All of which is an extremely long winded way of saying that Gyu-ho had infrequent success at remaining erect while wearing a condom resulting in infrequent penetrative sexual encounters with Young because the best way to prevent transmission of HIV is through condom usage. But The King of Kings of Avoidant Personalities sent Gyu-ho to his first blood test and withdrew his job application and essentially forced Gyu-ho to break up with him rather than get the second blood test.

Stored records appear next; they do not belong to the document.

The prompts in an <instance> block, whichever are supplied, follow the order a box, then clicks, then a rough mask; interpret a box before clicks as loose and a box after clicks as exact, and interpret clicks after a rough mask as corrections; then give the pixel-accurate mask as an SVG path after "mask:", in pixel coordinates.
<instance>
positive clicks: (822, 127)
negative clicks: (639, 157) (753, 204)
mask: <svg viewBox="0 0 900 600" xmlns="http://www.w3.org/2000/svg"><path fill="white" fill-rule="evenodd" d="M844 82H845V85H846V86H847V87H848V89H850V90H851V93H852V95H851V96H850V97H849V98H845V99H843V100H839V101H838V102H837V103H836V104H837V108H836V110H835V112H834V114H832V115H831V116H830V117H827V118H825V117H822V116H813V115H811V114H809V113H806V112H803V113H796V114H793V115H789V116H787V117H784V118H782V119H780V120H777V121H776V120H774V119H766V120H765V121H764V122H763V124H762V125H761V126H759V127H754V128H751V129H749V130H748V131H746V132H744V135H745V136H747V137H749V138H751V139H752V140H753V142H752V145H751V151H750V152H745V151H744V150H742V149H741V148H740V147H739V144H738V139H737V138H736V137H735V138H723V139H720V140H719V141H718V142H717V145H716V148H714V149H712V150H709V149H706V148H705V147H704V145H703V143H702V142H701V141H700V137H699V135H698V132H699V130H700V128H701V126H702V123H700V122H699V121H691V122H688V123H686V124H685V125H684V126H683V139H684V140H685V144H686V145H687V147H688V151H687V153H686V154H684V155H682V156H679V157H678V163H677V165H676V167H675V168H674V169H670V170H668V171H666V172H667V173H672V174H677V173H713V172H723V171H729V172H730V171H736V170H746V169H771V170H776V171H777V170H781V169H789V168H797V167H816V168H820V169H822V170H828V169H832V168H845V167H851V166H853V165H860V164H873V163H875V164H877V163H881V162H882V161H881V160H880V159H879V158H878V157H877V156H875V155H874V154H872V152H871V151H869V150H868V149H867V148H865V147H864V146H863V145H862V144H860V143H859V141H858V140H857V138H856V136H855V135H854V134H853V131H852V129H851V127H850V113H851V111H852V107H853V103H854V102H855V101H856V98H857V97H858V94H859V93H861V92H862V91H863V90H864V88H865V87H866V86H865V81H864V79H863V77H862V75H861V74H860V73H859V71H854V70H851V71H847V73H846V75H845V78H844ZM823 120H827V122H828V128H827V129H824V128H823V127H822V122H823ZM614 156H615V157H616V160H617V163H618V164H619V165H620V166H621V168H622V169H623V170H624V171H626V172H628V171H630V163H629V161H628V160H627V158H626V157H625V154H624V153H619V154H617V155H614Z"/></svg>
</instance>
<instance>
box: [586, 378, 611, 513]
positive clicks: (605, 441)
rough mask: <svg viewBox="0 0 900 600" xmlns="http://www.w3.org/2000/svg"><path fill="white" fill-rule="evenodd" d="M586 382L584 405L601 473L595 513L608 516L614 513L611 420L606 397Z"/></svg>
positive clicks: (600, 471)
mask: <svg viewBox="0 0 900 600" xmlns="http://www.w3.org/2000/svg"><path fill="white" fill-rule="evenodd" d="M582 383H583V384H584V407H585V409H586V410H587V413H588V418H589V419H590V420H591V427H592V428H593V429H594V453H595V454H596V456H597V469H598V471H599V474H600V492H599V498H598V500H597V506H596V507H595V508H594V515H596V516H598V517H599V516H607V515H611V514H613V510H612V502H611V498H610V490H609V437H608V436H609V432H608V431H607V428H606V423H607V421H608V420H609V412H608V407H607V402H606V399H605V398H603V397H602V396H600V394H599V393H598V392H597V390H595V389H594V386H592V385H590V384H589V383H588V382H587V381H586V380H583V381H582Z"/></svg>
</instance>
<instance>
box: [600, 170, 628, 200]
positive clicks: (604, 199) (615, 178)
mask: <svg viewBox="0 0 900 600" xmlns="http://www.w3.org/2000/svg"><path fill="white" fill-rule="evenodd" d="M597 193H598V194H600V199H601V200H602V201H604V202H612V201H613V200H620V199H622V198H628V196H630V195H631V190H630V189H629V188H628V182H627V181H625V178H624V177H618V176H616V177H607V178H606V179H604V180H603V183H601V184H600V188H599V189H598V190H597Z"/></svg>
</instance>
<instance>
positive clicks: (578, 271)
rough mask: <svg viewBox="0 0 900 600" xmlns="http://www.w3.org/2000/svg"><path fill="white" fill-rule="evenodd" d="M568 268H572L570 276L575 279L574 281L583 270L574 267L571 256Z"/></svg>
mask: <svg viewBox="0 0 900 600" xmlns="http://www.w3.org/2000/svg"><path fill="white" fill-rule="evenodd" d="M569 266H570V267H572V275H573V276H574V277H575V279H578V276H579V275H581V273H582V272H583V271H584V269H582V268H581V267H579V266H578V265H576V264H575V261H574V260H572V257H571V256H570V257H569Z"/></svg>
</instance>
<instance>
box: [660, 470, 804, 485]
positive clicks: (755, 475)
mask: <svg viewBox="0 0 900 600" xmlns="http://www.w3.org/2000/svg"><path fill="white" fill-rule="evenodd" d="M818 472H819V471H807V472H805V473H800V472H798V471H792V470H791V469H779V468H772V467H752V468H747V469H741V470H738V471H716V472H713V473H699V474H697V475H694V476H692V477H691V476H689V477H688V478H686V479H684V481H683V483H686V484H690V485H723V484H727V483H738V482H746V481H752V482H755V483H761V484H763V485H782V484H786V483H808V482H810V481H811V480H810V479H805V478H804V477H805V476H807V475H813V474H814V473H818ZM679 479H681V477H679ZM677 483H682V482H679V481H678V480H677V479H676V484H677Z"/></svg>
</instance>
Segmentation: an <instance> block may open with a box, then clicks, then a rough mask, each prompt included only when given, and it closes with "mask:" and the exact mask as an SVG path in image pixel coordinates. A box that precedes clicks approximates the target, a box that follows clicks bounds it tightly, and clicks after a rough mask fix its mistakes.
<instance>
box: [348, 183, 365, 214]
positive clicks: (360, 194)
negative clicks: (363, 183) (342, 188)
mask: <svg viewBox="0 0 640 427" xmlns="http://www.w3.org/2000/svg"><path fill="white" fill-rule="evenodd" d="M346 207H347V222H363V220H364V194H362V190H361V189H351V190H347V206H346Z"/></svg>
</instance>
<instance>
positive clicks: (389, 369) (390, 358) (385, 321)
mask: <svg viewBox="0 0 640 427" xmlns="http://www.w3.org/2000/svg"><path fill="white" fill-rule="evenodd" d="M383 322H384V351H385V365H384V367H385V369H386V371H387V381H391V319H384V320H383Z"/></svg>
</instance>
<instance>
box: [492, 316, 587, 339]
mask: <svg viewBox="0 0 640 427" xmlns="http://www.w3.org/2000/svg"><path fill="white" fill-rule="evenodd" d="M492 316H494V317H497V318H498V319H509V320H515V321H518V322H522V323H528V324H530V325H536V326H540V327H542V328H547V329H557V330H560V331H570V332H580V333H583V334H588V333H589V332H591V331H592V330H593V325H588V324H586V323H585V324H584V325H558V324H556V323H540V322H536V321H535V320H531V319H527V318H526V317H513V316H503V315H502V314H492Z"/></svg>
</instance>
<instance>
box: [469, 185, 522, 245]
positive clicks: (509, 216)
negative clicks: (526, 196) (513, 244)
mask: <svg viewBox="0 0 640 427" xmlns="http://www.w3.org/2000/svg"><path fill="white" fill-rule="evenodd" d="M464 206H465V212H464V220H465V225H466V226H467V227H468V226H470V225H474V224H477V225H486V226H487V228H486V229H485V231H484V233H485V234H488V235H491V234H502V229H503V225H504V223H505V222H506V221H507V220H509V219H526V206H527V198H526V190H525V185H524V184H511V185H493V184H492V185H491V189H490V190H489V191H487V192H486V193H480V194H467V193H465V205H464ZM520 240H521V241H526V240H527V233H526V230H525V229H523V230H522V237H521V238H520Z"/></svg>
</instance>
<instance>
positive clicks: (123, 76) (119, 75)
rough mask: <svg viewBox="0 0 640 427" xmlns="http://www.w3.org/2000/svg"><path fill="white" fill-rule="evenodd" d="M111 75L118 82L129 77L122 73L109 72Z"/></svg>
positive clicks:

So it is likely, and honestly very highly likely that any concerns Young had about the lack of sex he and Gyu-ho were having could have been solved by Young getting his bloodwork done and keeping an eye on his viral load.
This of course also assumes that Young is keeping up with pretty meticulously with his treatment regimen, which he most likely is not. Inconsistent medication adherence not only makes it more likely that Young’s viral load would never reach undetectable levels, but also increases his risk of his HIV infection mutating and becoming resistant to antiretroviral treatments. Which is…bad.
So let’s say that his viral load never reached undetectable levels, or they didn’t know U = U, and the condom problem still existed. Maybe it is just a western lens coming in to this, but I think with all the queer media I’ve consumed, with all the queer people I am around on a daily basis the dilemma that Young seems to be carrying around knowing that Gyu-ho wants to have sex and that his CAEP and Young’s status makes that very difficult I see and understand where the barrier comes in. But because Young never talks about anything, especially what is troubling him, there is no room to really talk about solutions to that problem. I think about relationship structures like polyamory or open relationships. I think about a number of non-penetrative ways they could have had sex or how they could have used sex toys. But again, I don’t have the cultural context to understand what gay culture is/was like in Korea, and I know these are not solutions that always work for everyone anyways.
But just like we will never know if Young was undetectable before Gyu-ho left for Shanghai, we will never know if alternative solutions to sex would have been feasible for this couple because Young whether through circumstance or his own volition is constantly trapped between a rock and a hard place. He won’t engage in open communication with Gyu-ho, he won’t be vulnerable with Gyu-ho, so he doesn’t know how the lack of sex is impacting Gyu-ho in their relationship. He doesn’t want to experience discrimination based on his HIV status and possibly lose out on a job so instead he blows up all chances of getting that job by withdrawing his application so that he doesn’t have to get tested. Not getting tested means he doesn’t have an accurate gauge of his health, which means he doesn’t have an accurate gauge of how safe it would be to have unprotected sex with Gyu-ho, which perpetuates the cycle.
Young is running from his feelings, running from his pain, his loneliness, his fear. In Part One, Young and Jaehee started to drift apart after Young was not able to treat Jaehee’s abortion with sincerity; in Part Three, Young and Gyu-ho drift apart because Young is so scared of his HIV that he can’t even look it in the eye. He can’t even call it by its name.